Department of Cardiology II - Electrophysiology, University Hospital Muenster, Cardiol, Muenster, Germany.
Department of Cardiology I - Coronary and Peripheral Vascular Disease, Heart Failure, University Hospital Muenster, Cardiol, Muenster, Germany.
Clin Res Cardiol. 2020 Oct;109(10):1282-1291. doi: 10.1007/s00392-020-01622-z. Epub 2020 Mar 10.
Outcome of ischemic VT ablation may differ between patients with previous myocardial infarction (MI) in relation to infarct localization.
We analyzed procedural data, acute and long-term outcomes of 152 consecutive patients (139 men, mean age 67 ± 9 years) with previous anterior or inferior MI who underwent ischemic VT ablation at our institution between January 2010 and October 2015.
More patients had a history of inferior MI (58%). Mean ejection fraction was significantly lower in anterior MI patients (28 ± 10% vs. 34 ± 10%, p < 0.001). NYHA class and presence of comorbidities were not different between the groups. Indication for the procedure was electrical storm in 43% of patients, and frequent implantable cardioverter defibrillator (ICD) therapies in 57%, and did not differ significantly between anterior and inferior MI patients. A mean of 3 ± 2 VT morphologies were inducible, with a trend towards more VT in the anterior MI group (3.1 ± 2.2 vs. 2.6 ± 1.9, p = 0.18). Procedural parameters and acute success did not differ between the groups. During a mean follow-up of 3 ± 2 years, more anterior MI patients had undergone a re-ablation (49% vs. 33%, p = 0.09, Chi-square test). There was a trend towards more ICD shocks in patients with previous anterior MI (46% vs. 34%). After adjusting for risk factors and ejection fraction, multivariable Cox regression analyses showed no significant difference in mortality (p = 0.78) and cardiovascular mortality between infarct localizations (p = 0.6).

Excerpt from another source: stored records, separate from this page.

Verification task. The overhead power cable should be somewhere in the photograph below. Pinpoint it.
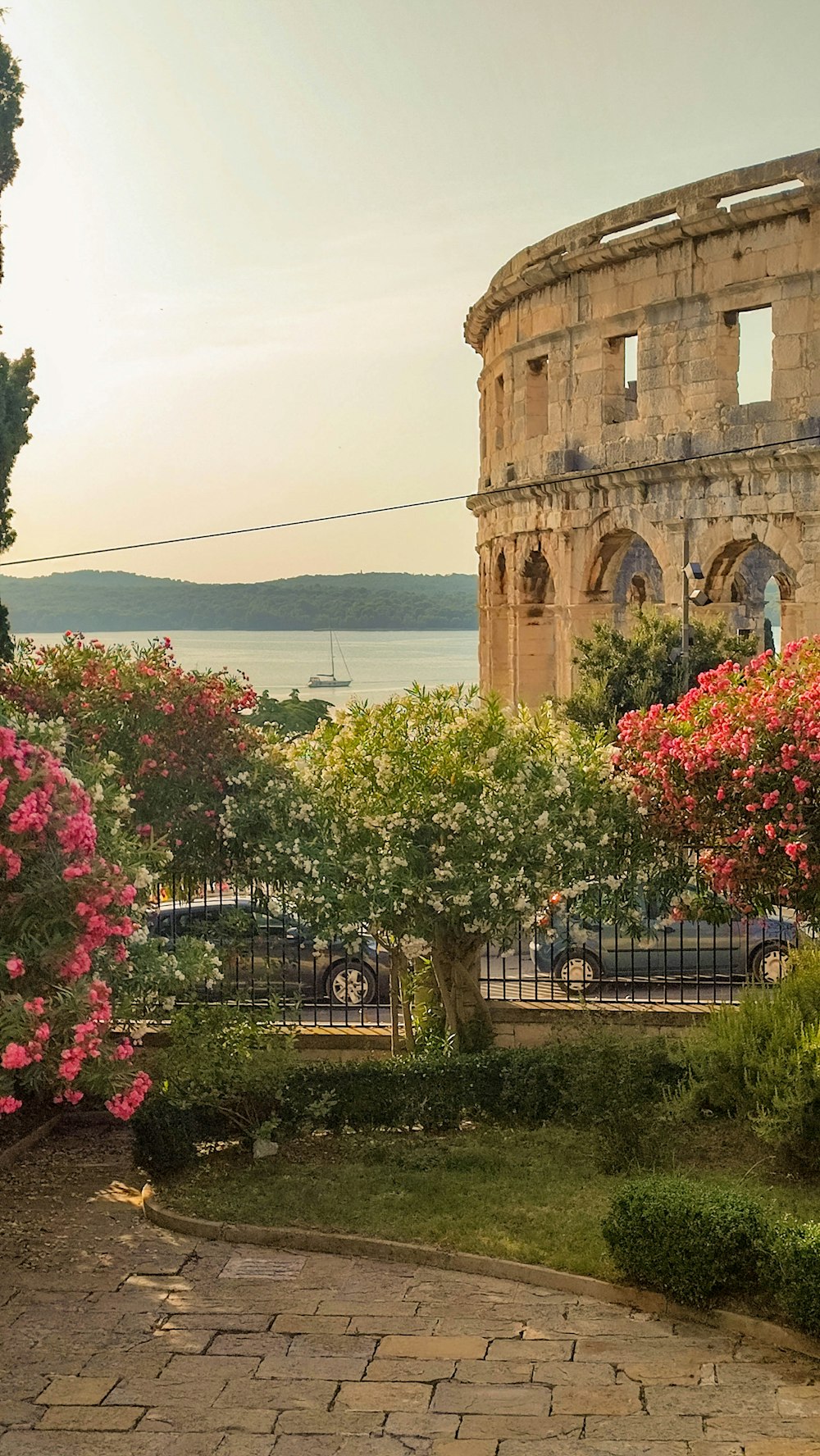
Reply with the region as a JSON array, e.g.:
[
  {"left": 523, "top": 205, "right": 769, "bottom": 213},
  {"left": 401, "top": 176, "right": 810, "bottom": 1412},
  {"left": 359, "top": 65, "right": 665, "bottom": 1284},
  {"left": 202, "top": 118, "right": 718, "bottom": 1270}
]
[{"left": 0, "top": 431, "right": 820, "bottom": 571}]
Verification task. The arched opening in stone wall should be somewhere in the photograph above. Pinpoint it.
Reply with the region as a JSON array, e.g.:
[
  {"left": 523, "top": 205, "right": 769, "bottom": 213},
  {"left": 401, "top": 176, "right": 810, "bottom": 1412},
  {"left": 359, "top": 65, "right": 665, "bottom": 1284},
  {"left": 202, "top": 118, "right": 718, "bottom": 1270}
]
[
  {"left": 522, "top": 548, "right": 555, "bottom": 607},
  {"left": 763, "top": 576, "right": 784, "bottom": 657},
  {"left": 516, "top": 542, "right": 555, "bottom": 703},
  {"left": 706, "top": 540, "right": 797, "bottom": 653},
  {"left": 587, "top": 529, "right": 664, "bottom": 632}
]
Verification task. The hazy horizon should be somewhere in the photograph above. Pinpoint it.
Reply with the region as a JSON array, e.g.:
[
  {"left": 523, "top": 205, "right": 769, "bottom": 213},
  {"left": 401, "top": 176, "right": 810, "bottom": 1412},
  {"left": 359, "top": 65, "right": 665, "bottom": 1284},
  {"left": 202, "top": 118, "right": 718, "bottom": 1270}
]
[{"left": 0, "top": 0, "right": 820, "bottom": 585}]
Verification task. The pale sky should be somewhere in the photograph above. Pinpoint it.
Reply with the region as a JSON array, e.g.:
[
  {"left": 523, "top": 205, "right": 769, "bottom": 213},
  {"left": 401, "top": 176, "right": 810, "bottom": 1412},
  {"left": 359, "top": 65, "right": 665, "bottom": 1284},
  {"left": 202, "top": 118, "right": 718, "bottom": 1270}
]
[{"left": 0, "top": 0, "right": 820, "bottom": 591}]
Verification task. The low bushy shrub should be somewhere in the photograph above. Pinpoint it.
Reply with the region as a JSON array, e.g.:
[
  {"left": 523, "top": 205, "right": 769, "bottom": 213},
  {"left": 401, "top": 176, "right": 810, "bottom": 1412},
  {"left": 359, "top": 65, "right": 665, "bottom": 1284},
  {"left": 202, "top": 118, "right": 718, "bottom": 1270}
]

Clinical characteristics of patients with anterior and inferior MI are similar except for ejection fraction. Patients with inferior MI appear to have better outcome regarding survival, ICD shocks and re-ablation, but this appears to be related to better ejection fraction when compared with anterior MI.
缺血性 VT 消融的结果可能因既往心肌梗死(MI)与梗死部位的关系而有所不同。
我们分析了 2010 年 1 月至 2015 年 10 月期间在我院接受缺血性 VT 消融的 152 例连续患者(男 139 例,平均年龄 67 ± 9 岁)的程序数据、急性和长期结果,这些患者既往有前壁或下壁 MI。

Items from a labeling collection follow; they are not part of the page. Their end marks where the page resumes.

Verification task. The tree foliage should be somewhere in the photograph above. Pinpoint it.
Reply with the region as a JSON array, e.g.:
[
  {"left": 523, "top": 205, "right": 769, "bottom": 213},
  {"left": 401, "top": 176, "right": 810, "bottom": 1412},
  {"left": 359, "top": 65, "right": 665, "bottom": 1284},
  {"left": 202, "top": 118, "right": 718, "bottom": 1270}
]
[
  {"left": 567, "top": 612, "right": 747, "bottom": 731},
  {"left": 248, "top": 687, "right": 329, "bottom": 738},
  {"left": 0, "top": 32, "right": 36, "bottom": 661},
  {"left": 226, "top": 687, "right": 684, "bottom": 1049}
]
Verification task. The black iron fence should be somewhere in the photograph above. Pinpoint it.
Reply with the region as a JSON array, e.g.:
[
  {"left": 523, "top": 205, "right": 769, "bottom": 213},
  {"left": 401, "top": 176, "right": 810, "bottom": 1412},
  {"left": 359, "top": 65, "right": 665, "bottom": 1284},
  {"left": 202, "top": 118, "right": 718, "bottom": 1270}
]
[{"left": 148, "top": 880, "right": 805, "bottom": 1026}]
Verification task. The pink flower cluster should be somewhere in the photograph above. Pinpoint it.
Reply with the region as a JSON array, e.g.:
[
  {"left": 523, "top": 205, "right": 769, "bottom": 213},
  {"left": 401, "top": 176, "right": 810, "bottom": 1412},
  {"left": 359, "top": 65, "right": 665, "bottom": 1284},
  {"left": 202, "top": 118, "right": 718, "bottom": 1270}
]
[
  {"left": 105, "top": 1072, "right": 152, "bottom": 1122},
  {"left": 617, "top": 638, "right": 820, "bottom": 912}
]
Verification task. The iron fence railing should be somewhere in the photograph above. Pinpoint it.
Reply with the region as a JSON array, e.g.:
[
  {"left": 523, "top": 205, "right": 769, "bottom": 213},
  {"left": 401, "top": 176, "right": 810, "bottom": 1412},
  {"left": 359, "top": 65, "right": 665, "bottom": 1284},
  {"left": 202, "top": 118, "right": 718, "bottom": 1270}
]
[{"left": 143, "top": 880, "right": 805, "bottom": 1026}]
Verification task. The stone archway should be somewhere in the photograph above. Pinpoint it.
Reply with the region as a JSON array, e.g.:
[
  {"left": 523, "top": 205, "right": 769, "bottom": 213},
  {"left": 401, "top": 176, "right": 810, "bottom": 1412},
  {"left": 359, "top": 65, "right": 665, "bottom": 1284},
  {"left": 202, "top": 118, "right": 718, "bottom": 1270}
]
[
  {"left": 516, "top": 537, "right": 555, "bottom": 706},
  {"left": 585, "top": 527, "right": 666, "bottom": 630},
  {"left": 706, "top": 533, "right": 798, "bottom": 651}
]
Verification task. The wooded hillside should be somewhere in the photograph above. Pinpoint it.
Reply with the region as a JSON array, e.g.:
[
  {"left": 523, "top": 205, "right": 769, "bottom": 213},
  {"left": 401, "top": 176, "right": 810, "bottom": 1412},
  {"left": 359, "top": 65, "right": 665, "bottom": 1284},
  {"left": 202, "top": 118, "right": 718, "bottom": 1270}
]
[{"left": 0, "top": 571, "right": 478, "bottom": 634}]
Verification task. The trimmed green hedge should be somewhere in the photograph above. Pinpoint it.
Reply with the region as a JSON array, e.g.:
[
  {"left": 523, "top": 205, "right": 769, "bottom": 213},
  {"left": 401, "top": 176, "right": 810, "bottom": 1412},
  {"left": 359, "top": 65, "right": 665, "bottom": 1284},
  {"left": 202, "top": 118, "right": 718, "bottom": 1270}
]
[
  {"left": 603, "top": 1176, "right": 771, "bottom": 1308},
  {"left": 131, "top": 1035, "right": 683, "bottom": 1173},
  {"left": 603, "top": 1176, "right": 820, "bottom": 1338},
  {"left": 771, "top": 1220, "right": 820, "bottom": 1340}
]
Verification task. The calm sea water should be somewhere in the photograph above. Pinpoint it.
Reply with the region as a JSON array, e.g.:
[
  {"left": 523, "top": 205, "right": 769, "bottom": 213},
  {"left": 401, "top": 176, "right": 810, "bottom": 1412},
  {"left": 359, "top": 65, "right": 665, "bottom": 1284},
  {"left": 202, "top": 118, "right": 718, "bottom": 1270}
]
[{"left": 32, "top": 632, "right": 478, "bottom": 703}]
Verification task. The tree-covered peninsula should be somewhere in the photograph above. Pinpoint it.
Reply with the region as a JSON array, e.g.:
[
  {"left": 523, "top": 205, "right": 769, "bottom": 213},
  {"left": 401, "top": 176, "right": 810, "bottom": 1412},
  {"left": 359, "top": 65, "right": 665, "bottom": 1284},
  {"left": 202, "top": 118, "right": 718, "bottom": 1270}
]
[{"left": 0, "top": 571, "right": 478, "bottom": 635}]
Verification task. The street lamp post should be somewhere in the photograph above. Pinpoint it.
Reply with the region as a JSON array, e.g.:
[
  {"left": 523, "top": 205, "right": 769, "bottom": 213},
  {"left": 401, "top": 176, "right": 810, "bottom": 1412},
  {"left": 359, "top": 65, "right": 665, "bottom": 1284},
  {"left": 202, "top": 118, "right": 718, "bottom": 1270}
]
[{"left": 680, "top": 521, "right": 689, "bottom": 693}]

更多的患者有下壁 MI 病史(58%)。前壁 MI 患者的平均射血分数显著降低(28 ± 10% vs. 34 ± 10%,p < 0.001)。两组间 NYHA 分级和合并症的存在无差异。电风暴在 43%的患者中是进行该手术的指征,57%的患者是频繁的植入式心脏复律除颤器(ICD)治疗,在这方面,两组间无显著差异。平均可诱发出 3±2 种 VT 形态,前壁 MI 组 VT 更多,呈趋势性(3.1±2.2 vs. 2.6±1.9,p = 0.18)。两组间的程序参数和急性成功率无差异。在平均 3±2 年的随访期间,更多的前壁 MI 患者需要再次消融(49% vs. 33%,p = 0.09,卡方检验)。既往前壁 MI 患者 ICD 电击次数有增加趋势(46% vs. 34%)。调整危险因素和射血分数后,多变量 Cox 回归分析显示,在死亡率(p = 0.78)和梗死部位的心血管死亡率(p = 0.6)方面,无显著差异。
除射血分数外,前壁和下壁 MI 患者的临床特征相似。下壁 MI 患者在生存、ICD 电击和再次消融方面的预后似乎更好,但与前壁 MI 相比,这似乎与射血分数较高有关。